Com a Lei nº 14.071/2020, o art. 312-B do CTB passou a proibir a substituição da pena privativa de liberdade por restritivas de direitos nos casos de homicídio culposo (§3º do art. 302) e lesão corporal culposa (§2º do art. 303) praticados na direção de veículo automotor sob influência de álcool ou drogas. O STJ considerou a irretroatividade da norma.
O Superior Tribunal de Justiça (STJ) concedeu habeas corpus em favor de um motorista condenado a seis anos de reclusão por dois homicídios culposos e uma lesão corporal culposa na direção de veículo automotor, em acidente ocorrido em Indaial (SC) em 2018. A decisão, proferida pelo ministro Carlos Cini Marchionatti (desembargador convocado do TJRS), autoriza a substituição da pena privativa de liberdade por penas restritivas de direitos.
Caso em exame
O réu foi denunciado pelo Ministério Público de Santa Catarina após provocar acidente de trânsito sob efeito de álcool, que resultou na morte de duas pessoas e ferimentos em outra. Condenado em primeira instância a seis anos de reclusão, em regime inicial semiaberto, e à suspensão do direito de dirigir, teve a sentença mantida em apelação e em embargos de declaração no Tribunal de Justiça catarinense. A defesa insistia na aplicação do art. 44 do Código Penal, que admite a substituição da prisão por sanções alternativas em crimes culposos.
Questão em discussão
O cerne da controvérsia girou em torno da alteração legislativa promovida pela Lei nº 14.071/2020, que restringiu a substituição da pena nos casos de crimes de trânsito relacionados à embriaguez. O Tribunal estadual havia afastado a possibilidade de substituição, considerando que a reprimenda ultrapassava quatro anos de reclusão.
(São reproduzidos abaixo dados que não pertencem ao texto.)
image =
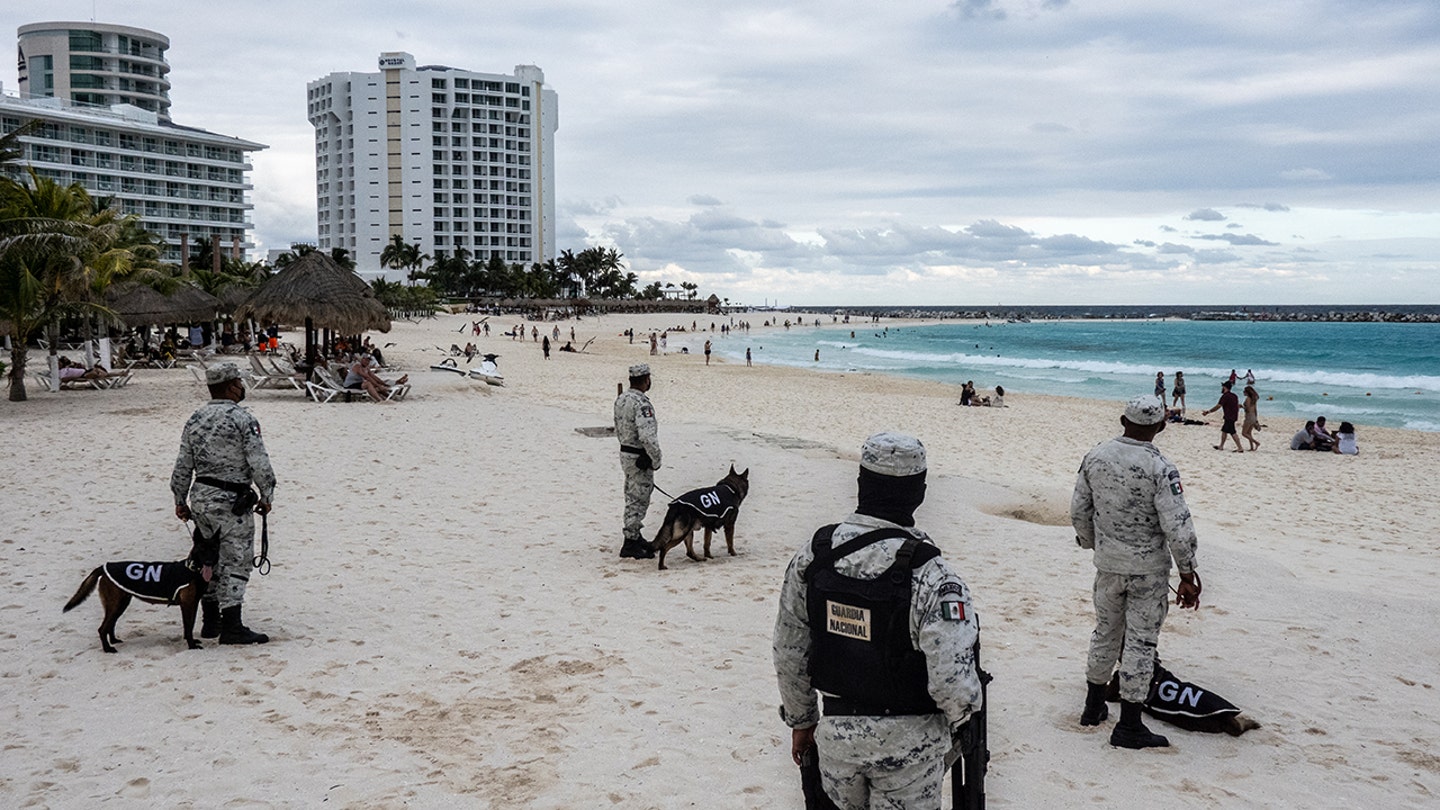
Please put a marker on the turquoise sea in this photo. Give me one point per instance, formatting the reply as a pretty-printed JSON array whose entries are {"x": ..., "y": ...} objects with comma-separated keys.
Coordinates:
[{"x": 1370, "y": 374}]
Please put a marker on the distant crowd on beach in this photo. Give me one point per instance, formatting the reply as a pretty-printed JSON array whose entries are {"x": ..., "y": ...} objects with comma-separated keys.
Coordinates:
[{"x": 1231, "y": 407}]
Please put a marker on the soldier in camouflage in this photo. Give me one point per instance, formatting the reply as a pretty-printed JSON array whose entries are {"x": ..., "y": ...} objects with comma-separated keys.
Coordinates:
[
  {"x": 873, "y": 753},
  {"x": 1129, "y": 506},
  {"x": 640, "y": 457},
  {"x": 221, "y": 456}
]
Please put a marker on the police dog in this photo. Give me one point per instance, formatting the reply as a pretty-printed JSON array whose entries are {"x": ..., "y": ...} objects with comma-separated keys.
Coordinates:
[
  {"x": 157, "y": 582},
  {"x": 709, "y": 509}
]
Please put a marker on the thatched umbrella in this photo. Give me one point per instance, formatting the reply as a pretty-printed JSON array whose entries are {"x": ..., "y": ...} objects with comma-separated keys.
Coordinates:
[
  {"x": 321, "y": 293},
  {"x": 143, "y": 306}
]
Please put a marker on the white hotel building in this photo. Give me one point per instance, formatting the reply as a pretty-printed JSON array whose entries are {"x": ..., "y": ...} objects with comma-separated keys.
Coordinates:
[
  {"x": 445, "y": 157},
  {"x": 101, "y": 92}
]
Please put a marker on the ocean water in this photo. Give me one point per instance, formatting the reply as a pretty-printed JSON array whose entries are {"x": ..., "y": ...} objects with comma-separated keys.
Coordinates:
[{"x": 1370, "y": 374}]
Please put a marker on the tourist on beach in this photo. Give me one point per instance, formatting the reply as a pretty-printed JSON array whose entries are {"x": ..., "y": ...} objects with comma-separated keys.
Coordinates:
[
  {"x": 1303, "y": 438},
  {"x": 1345, "y": 440},
  {"x": 1129, "y": 506},
  {"x": 221, "y": 457},
  {"x": 638, "y": 433},
  {"x": 1252, "y": 423},
  {"x": 1230, "y": 410},
  {"x": 896, "y": 665},
  {"x": 1324, "y": 438}
]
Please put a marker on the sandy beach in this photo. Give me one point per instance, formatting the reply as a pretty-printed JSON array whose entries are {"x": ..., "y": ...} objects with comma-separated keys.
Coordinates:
[{"x": 451, "y": 624}]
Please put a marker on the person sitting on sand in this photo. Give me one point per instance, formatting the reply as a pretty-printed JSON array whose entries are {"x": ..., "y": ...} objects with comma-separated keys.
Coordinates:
[
  {"x": 1345, "y": 440},
  {"x": 1303, "y": 438}
]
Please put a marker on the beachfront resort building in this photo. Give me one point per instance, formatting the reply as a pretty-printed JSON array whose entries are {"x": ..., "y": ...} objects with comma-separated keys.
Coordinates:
[
  {"x": 102, "y": 97},
  {"x": 439, "y": 156}
]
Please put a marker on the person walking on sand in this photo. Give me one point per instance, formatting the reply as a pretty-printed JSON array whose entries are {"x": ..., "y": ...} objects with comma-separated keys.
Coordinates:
[
  {"x": 1129, "y": 506},
  {"x": 221, "y": 459},
  {"x": 640, "y": 457},
  {"x": 1230, "y": 410},
  {"x": 1252, "y": 408},
  {"x": 874, "y": 643}
]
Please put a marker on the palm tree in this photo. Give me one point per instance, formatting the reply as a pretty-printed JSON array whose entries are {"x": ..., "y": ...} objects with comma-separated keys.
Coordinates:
[{"x": 56, "y": 258}]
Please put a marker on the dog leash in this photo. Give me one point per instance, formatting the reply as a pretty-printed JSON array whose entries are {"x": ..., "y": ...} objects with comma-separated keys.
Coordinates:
[{"x": 262, "y": 561}]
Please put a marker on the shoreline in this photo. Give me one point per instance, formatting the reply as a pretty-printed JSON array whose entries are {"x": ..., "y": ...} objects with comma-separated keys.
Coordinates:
[{"x": 451, "y": 623}]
A defesa argumentou que os fatos ocorreram em 2018, antes da vigência da lei mais gravosa, devendo incidir a redação originária do art. 44, I, do CP, que excepcionava os crimes culposos do limite temporal.
Razões de decidir
O relator acolheu o entendimento do Ministério Público Federal, segundo o qual a lei posterior não poderia retroagir em prejuízo do acusado. Destacou que, no momento do crime, o Código Penal permitia a substituição, “qualquer que fosse o quantum da pena, desde que se tratasse de delito culposo”. Ressaltou, ainda, que o paciente é primário, possui bons antecedentes e não ostenta circunstâncias judiciais desfavoráveis. Configurada, portanto, a ilegalidade na negativa do benefício, impôs-se a concessão da ordem.
Dispositivo e tese
A Sexta Turma, seguindo a linha já consolidada pela jurisprudência, não conheceu formalmente do habeas corpus — por ser substitutivo de recurso próprio — mas concedeu a ordem de ofício. Assim, a pena privativa de liberdade foi substituída por sanções restritivas de direitos, a serem fixadas pelo juízo de origem.
Com a decisão, o STJ reafirma a inaplicabilidade retroativa da Lei nº 14.071/2020 e garante que, para fatos anteriores, permanece válida a redação original do art. 44 do Código Penal, assegurando ao condenado por crime culposo o direito à substituição da pena, ainda que superior a quatro anos.